More small wineries are looking for exit, but ‘expectation gulf’ separates buyers and sellers
Wine companies of varying sizes are finding themselves in vastly different positions as we evaluate the effects of the past year and how the COVID-19 pandemic has shaped the industry.
And while, as predicted by many, we are seeing an increase in mergers and acquisitions activity for large deals, there has been a notable lag in the number of deals for smaller wineries, even though there are plenty of interested buyers and sellers in the market.
In RaboResearch’s Wine Quarterly report, analyst Stephen Rannekleiv explores why this might be the case, as well as factors that smaller wineries should consider when determining timing for a potential sale.
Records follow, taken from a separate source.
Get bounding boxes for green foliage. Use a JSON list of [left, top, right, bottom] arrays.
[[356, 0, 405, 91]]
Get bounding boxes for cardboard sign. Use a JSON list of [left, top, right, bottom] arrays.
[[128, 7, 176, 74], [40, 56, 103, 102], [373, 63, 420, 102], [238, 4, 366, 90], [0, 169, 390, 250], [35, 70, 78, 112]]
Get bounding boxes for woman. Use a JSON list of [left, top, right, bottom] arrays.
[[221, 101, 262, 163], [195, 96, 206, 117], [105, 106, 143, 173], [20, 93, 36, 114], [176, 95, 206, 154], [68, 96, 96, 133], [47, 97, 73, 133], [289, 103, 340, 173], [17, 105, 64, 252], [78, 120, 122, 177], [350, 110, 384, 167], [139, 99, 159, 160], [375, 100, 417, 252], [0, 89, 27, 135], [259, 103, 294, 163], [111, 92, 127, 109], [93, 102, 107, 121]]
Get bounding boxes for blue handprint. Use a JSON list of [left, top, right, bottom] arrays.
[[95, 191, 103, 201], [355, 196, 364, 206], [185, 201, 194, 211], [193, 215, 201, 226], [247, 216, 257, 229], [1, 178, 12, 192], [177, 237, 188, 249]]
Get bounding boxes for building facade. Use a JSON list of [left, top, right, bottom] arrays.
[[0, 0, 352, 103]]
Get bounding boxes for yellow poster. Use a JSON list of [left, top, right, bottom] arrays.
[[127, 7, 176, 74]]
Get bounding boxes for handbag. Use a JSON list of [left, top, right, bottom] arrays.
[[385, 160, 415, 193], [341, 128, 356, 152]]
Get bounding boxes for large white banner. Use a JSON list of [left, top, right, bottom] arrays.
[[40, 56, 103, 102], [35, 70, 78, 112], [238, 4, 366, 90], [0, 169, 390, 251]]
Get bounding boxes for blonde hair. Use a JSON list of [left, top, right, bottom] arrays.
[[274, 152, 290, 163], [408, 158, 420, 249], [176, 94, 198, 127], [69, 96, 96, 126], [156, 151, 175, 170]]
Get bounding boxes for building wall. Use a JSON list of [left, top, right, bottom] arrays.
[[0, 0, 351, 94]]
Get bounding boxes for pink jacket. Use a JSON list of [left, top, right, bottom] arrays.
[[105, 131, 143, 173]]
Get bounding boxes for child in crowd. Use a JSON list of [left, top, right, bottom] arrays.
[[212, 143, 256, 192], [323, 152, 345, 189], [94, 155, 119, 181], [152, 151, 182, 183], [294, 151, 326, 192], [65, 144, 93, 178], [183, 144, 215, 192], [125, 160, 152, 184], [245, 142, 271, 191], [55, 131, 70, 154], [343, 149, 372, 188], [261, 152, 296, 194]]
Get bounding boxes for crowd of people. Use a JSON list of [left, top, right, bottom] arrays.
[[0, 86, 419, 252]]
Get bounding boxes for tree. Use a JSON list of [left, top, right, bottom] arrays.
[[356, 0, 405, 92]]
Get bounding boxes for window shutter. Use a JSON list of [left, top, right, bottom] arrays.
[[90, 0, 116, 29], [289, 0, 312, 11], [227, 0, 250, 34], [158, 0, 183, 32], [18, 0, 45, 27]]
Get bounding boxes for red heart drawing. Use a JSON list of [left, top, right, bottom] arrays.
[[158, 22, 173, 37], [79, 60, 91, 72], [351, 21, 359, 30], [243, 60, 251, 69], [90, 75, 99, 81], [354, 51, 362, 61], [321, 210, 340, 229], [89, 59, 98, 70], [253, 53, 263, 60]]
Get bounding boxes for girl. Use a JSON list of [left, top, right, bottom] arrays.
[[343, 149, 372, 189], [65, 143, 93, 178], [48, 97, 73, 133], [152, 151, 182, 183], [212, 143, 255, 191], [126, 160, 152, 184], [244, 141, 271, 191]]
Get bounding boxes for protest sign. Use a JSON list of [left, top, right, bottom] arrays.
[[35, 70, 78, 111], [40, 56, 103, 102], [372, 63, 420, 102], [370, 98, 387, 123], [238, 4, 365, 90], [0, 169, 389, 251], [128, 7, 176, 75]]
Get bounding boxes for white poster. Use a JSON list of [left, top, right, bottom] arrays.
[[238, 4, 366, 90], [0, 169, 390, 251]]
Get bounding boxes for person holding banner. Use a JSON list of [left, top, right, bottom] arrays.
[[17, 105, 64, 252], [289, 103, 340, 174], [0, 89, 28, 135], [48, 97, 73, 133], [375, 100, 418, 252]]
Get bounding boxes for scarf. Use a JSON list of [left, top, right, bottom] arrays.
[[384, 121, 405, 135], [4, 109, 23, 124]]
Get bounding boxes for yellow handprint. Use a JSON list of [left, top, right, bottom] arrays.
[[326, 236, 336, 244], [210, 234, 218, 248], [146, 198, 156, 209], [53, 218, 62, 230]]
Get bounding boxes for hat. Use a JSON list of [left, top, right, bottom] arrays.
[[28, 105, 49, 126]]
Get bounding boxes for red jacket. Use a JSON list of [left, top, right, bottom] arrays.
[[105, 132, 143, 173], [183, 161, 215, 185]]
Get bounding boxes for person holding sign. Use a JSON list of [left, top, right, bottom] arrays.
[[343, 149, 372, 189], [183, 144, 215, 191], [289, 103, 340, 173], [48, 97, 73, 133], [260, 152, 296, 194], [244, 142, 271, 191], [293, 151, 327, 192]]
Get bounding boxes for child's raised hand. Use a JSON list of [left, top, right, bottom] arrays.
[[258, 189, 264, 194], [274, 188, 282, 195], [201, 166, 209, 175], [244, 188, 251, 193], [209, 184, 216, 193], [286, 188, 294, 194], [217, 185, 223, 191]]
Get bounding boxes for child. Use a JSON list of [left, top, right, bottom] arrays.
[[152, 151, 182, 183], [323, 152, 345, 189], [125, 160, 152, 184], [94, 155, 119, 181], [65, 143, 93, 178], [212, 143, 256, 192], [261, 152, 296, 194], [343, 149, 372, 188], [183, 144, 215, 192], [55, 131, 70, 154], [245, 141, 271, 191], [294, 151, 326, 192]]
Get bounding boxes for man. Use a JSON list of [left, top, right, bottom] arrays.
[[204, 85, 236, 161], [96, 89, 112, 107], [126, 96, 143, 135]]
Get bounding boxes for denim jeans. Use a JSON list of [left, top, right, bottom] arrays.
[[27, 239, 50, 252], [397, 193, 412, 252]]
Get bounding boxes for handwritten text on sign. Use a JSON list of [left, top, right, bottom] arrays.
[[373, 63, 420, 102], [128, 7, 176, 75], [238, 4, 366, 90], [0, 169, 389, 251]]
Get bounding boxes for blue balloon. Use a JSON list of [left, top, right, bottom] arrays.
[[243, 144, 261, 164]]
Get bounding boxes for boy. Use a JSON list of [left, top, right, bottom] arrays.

Exercise caution when evaluating expectations
While there seems to be an increase in the number of small, family-owned wineries interested in selling due to reasons such as the pandemic and recent wildfires, an important issue that might explain the lack of deals being done in this space is the difference in valuation expectations between buyers and sellers. Some have gone so far as to coin this an “expectation gulf.”
Part of this divergence stems from the fact that the high-profile M&A deals that have closed recently have included fairly dramatic variation in valuations.
For example, Duckhorn’s IPO valued the company at 15 times trailing earnings before interest, taxes, depreciation and amortization (EBITDA), but the stock price rose immediately, and now reflects a valuation of about 20 times EBITDA.
On the other end of the spectrum, one might point to the sale of Constellation Brands’ numerous brands to E. & J. Gallo Winery. The terms of this deal were not made public, but most estimates suggest a valuation well below 10 times EBITDA.
Neither of these extreme valuations should be viewed as a “new normal” and are only representative of particular deals for specific assets. Still, potential sellers will now point to high-profile deals done at spectacular multiples, while buyers look to deals done at the low end to make their case for valuation.
It’s important to remember that valuations will ultimately be determined based on discounted cash flows (DCF), but that this still leaves a question mark in today’s context. The cash flows of many smaller wineries have been disrupted over the past year, and while sellers explain this as a short-term phenomenon, buyers might be reluctant to assume the risk.
On-premise recovery as an indicator
Just as the decline in on-premise sales over the past year have played a large role in decreased revenues for smaller wineries, the pace of recovery in this channel will be a guiding factor in aligning valuation expectations between buyers and sellers.
It’s great news for all, and potentially smaller wineries in particular, that the recovery of on-premise sales is in full swing.
Figure 1 shows the immense decline in seated diners at the start of the pandemic, a recovery last summer, the winter setback, and finally the strong recovery in recent months as vaccinations have been rolled out and the number of cases has waned.
The pent-up demand to go out and socialize again has also been confirmed by wholesalers who have reported seeing sales in some fully reopened bars and restaurants reaching levels at or above those from 2019.
However, along with the positive outlook for on-premise recovery, it’s important to remain cautious and consider some of the remaining challenges that might restrain growth.
First, the number of restaurants that will (or already have) permanently close due to the pandemic is still unclear. The loss of locations will somewhat counter the improving sales in those that are open.
Wholesalers also report that many restaurants are paring down wine lists as they reopen to better manage cash and improve operating efficiency, likely favoring larger, better-known brands.
Finally, chain restaurants are likely to recover more quickly than independents, also favoring the more established wine and alcohol brands.
Capital gains tax uncertainty
Smaller wineries contemplating a sale might be tempted to hold off in the near-term as improving trends in on-premise customer visitation forecast better sales.
For some, though, the Biden administration’s proposed increase to the capital gains tax may make it more profitable for some to sell today, even if at a lower price. To be clear, the passage of this increase is far from certain, but even just the possibility creates an important incentive for some wineries to get a deal done sooner and to be a bit more flexible in terms of valuation.
All things considered, it seems likely that the gap in valuation expectations will eventually resolve itself and that the ongoing recovery of the on-premise may put some wineries in a better position for sale.
There are, however, additional factors to consider for each individual circumstance and wine company owners should closely evaluate the full picture when determining if a sale now or in the future would be most advantageous.